Con il terzo motivo di ricorso si denuncia violazione e falsa applicazione degli artt. 61, 115, 116, 156 cod.proc.civ. per abnormità della sentenza ove la Corte di appello ha confermato l’applicabilità dei conteggi retributivi prodotti dal lavoratore, addossando alla RAGIONE_SOCIALERAGIONE_SOCIALE l’onere
della contestazione, nonostante il lavoratore-appellato doveva dimostrare che il conteggio provenisse da un professionista qualificato, che era stato calcolato mediante applicazione delle norme giuridiche vigenti, che la RAGIONE_SOCIALE aveva dedotto l’erronei tà di un calcolo che si basasse su un periodo di lavoro diverso da quello risultante dal contratto di lavoro.
I motivi, che possono essere trattati congiuntamente in quanto strettamente connessi, sono inammissibili per plurime ragioni.
Le censure formulate come violazione o falsa applicazione di legge mirano, in realtà, alla rivalutazione dei fatti e del compendio probatorio operata dal giudice di merito non consentita in sede di legittimità.
5.1. Come insegna questa Corte, il ricorso per cassazione non rappresenta uno strumento per accedere ad un terzo grado di giudizio nel quale far valere la supposta ingiustizia della sentenza impugnata, spettando esclusivamente al giudice di merito il compito di individuare le fonti del proprio convincimento, di controllarne l’attendibilità e la concludenza e di scegliere, tra le complessive risultanze del processo, quelle ritenute maggiormente idonee a dimostrare la veridicità dei fatti ad essi sottesi, dando così liberamente prevalenza all’uno o all’altro dei mezzi di prova acquisiti, salvo i casi tassativamente previsti dalla legge (cfr. Cass. n. 27686 del 2018; Cass., Sez. U, n. 7931 del 2013; Cass. n. 14233 del 2015; Cass. n. 26860 del 2014).
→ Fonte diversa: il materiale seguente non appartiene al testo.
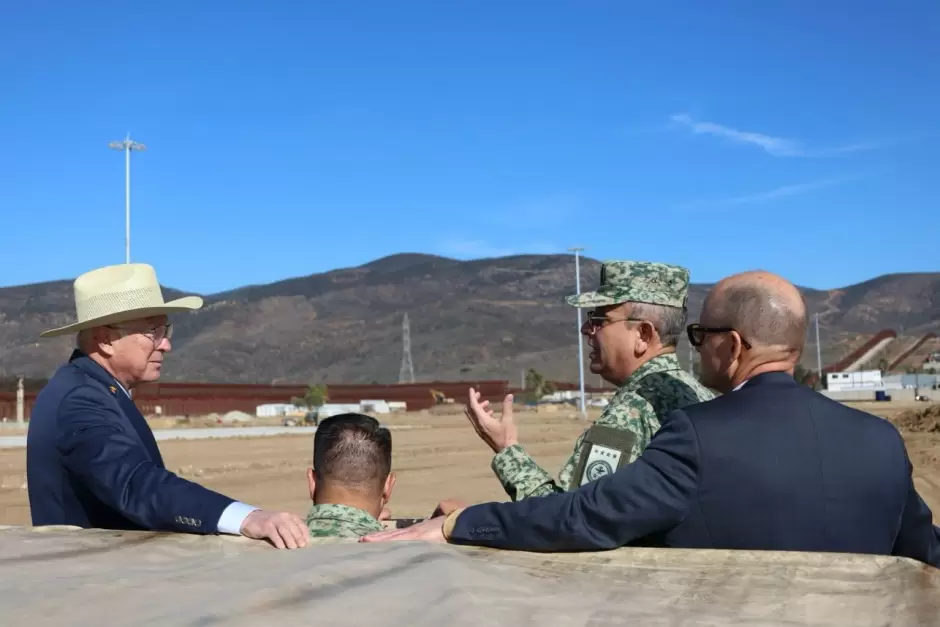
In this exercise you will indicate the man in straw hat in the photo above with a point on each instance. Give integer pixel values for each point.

Inoltre, questa Corte ha da tempo consolidato il principio secondo cui una censura relativa alla violazione e falsa applicazione degli artt. 115 e 116 c.p.c., non può avere ad oggetto l’erronea valutazione del materiale istruttorio compiuta dal giudice di merito, ma solo il fatto che questi
abbia posto a base della decisione prove non dedotte dalle parti o disposte d’ufficio al di fuori dei limiti legali, ovvero abbia disatteso, valutandole secondo il suo prudente apprezzamento, delle prove legali, o abbia considerato come facenti piena prova, recependoli senza apprezzamento critico, elementi di prova soggetti invece a valutazione (cfr., Cass. S.U. n. 20867 del 2020; nello stesso senso, fra le più recenti, Cass. n. 6774 del 2022, Cass. nn. 1229 del 2019, 4699 e 26769 del 2018, 27000 del 2016), restando conseguentemente escluso che il vizio possa concretarsi nella censura di apprezzamenti di fatto difformi da quelli propugnati da una delle parti (Cass. n. 18665 del 2017) o, in più in generale, nella denuncia di un cattivo esercizio del potere di apprezzamento delle prove non legali, non essendo tale vizio inquadrabile né nel paradigma dell’art. 360 c.p.c., n. 5, né in quello del precedente n. 4, che, per il tramite dell’art. 132 c.p.c., n. 4, attribuisce rilievo unicamente all’anomalia motivazionale che si tramuti in violazione di legge costituzionalmente rilevante (Cass. n. 11892 del 2016).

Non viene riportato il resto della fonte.